Karina Lignelli
A evolução do mercado de trabalho, que registrou no segundo trimestre a menor taxa de desemprego (6,9%) desde dezembro de 2014, mais o aumento da renda (9,5%) e, em consequência, do consumo das famílias (1,3%), mostram que a economia está aquecida. O resultado do PIB, divulgado na última terça-feira (03) pelo IBGE, confirma isso, com alta de 1,4% entre abril e junho. O destaque no período foi Serviços, com alta de 1%.
Porém, esse crescimento puxado pelo consumo tende a fazer a inflação disparar, desenhando um cenário propício para o Banco Central subir a taxa básica de juros (Selic). Essa análise das perspectivas para a economia foi apresentada pelos economistas Solange Srour e Luciano Telo, do banco de investimentos suíço UBS Global Wealth Management, em reunião do Comitê de Avaliação de Conjuntura da Associação Comercial de São Paulo (ACSP).
A resiliência da atividade econômica e do mercado de trabalho explica o tom de cautela nos comunicados do BC, sugerindo novas altas para os juros. Atualmente, o Índice de Preços ao Consumidor Amplo (IPCA), considerado a inflação oficial do país, está em 4,5% em 12 meses, limite superior da meta estabelecida pelo BC.
“A inflação ainda está dentro da banda, mas o mercado está precificando que o BC vai começar um ciclo de aumento de juros, pois a inflação de Serviços permanece como ponto de atenção (5,1% em agosto)”, disse Solange.
Para Ulisses Ruiz de Gamboa, economista da ACSP, com a inflação no teto da meta, já é possível prever um aumento de 0,25 ponto percentual na Selic na próxima reunião do Copom. Segundo ele, juros elevados travam a economia, mas são um remédio amargo para segurar os preços. “O setor de Serviços está crescendo acima do potencial. Obviamente, não dá para crescer sempre estimulando o consumo com programas de transferência de renda, não é sustentável”, explicou Gamboa.
Além da atividade econômica, pesa nas análises do BC as incertezas locais, como a alteração da meta de superávit primário. O governo continua na expectativa de fechar com déficit zero em 2024, mas pode ter dificuldade em cumprir o resultado primário, segundo Solange.
“Tudo depende de o governo finalizar o ano com orçamento organizado o suficiente e também de criar um ambiente político razoável para evitar pautas-bomba”, disse a economista. “Um choque de juros pode desacelerar muito o PIB e trazer mais desestabilização da dívida. É um ajuste que pode ser necessário, porque realmente podemos ter inflação acima da meta, mas é uma política fiscal muito complicada”, alertou.
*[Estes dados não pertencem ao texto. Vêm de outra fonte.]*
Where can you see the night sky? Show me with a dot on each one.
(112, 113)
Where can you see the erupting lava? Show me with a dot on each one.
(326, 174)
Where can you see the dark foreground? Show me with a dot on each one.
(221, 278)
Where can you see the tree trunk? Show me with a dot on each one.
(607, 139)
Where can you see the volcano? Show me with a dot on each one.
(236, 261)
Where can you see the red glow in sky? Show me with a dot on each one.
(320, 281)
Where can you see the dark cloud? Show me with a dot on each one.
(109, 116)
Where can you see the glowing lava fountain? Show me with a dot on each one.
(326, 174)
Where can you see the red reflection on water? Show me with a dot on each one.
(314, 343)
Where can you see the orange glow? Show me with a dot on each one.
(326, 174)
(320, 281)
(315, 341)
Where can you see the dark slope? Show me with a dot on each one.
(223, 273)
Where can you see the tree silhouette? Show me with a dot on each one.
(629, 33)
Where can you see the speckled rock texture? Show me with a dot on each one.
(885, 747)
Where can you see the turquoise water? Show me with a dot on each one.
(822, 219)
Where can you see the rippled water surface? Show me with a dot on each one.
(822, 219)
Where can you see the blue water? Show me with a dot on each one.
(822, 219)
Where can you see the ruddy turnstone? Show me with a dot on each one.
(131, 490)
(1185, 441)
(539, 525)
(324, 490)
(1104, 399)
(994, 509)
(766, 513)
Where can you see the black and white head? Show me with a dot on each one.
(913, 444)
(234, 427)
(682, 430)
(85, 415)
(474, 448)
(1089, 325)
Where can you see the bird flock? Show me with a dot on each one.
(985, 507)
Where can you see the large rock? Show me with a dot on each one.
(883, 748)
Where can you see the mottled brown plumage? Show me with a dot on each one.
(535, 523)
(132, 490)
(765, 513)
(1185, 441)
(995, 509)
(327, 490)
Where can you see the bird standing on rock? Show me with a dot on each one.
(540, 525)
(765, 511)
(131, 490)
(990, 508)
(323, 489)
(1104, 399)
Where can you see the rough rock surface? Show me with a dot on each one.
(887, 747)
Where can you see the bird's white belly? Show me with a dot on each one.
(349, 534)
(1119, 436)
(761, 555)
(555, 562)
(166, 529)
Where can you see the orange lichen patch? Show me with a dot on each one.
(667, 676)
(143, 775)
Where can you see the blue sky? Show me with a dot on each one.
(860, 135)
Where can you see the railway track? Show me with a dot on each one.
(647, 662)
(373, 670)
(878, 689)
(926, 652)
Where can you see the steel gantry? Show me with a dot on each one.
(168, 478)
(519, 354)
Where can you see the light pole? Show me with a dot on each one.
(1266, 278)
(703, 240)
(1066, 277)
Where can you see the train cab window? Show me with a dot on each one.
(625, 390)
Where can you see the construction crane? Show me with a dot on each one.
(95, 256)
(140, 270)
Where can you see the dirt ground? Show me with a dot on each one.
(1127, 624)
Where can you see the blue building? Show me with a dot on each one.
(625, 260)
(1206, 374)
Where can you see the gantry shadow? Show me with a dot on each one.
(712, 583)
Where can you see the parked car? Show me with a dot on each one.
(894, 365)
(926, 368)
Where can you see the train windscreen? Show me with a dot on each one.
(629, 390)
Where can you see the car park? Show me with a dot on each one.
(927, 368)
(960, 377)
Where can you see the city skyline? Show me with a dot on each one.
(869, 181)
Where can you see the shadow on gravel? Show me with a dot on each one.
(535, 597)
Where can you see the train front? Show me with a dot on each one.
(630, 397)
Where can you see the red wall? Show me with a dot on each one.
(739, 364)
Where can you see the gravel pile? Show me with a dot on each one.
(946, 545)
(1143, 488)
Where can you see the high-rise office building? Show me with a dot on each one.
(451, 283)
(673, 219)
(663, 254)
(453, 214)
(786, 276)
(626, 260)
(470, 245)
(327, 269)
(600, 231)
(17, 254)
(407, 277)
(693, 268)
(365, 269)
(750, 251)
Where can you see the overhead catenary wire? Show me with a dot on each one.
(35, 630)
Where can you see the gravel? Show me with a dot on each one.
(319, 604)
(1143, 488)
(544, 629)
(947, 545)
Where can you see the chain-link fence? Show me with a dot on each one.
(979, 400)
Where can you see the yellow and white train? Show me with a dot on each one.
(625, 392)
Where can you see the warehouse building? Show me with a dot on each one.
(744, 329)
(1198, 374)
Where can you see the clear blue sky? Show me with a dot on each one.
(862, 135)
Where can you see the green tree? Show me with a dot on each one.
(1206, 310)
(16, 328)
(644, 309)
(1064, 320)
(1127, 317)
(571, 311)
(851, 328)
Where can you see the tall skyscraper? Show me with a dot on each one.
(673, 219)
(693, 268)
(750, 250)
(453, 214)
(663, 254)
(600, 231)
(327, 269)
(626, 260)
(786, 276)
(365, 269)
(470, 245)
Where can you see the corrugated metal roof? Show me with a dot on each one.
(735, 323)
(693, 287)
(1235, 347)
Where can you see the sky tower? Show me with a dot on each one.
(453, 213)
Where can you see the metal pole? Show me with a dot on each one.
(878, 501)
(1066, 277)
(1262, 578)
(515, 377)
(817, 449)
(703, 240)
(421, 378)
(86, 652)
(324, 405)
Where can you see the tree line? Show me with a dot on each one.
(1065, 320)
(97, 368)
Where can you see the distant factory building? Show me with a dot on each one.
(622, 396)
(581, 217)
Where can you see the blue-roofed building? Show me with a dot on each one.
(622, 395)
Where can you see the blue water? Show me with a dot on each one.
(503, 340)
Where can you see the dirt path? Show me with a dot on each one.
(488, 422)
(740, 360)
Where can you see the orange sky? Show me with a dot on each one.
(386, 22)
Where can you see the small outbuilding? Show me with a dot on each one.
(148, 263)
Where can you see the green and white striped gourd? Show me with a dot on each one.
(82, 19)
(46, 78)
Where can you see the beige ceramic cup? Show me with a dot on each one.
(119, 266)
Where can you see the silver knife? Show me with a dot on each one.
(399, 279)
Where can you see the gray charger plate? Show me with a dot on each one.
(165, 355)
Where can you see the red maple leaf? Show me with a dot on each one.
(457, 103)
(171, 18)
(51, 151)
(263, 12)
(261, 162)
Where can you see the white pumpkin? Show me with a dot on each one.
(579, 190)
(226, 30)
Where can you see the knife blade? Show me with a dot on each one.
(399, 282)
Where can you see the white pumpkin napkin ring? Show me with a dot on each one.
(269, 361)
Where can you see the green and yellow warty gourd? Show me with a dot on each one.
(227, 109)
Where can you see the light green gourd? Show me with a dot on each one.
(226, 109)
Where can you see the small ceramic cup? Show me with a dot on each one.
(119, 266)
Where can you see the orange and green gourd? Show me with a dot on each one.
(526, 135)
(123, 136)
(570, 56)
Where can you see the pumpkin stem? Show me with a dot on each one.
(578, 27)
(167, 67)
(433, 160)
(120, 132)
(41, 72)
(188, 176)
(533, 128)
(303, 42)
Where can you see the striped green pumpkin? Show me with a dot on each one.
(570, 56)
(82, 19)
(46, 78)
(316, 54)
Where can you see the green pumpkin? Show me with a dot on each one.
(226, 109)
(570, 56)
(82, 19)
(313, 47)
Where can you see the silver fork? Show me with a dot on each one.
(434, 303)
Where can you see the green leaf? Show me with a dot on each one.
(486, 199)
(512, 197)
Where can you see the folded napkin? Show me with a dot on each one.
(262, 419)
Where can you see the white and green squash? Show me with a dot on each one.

E tudo isso acontece em um momento também de incertezas relacionadas ao futuro do BC, que a partir do próximo ano terá à frente, provavelmente, Gabriel Galípolo, atualmente diretor de política monetária da instituição. Ele é indicado pelo presidente Lula, que tem criticado fortemente a política de aumento dos juros para conter a inflação.
Segundo Solange, o mercado quer provas de que o futuro BC vai continuar a perseguir a meta de inflação com o novo presidente. Na última reunião, o Copom decidiu interromper o ciclo de queda da taxa Selic, que vinha sendo reduzida desde agosto do ano passado. Atualmente, a taxa está em 10,5% ao ano. Um dos motivos para a cautela foi justamente a inflação com tendência de alta. No último Boletim Focus, o mercado projetava a Selic em 11,6% no final de 2024.
Com a atividade econômica surpreendendo positivamente, o mercado também tem revisado as expectativas do PIB para cima, de 1,5% para 2,4%, destacou Solange. Seu banco, o UBS, também revisou as expectativas para a economia para próximo de 3%.
Nesse cenário de economia aquecida, e se os juros não aumentarem? Se o novo BC seguir a linha de gestões anteriores, como a de Alexandre Tombini (2013), quando a inflação chegou a 15%? “Nesse caso, o aumento dos juros pode voltar mais forte ainda. Inflação é um inimigo político de qualquer governo. Mais cedo ou mais tarde a realidade vai se impor, principalmente quando bater no bolso da classe média”, explicou Gamboa.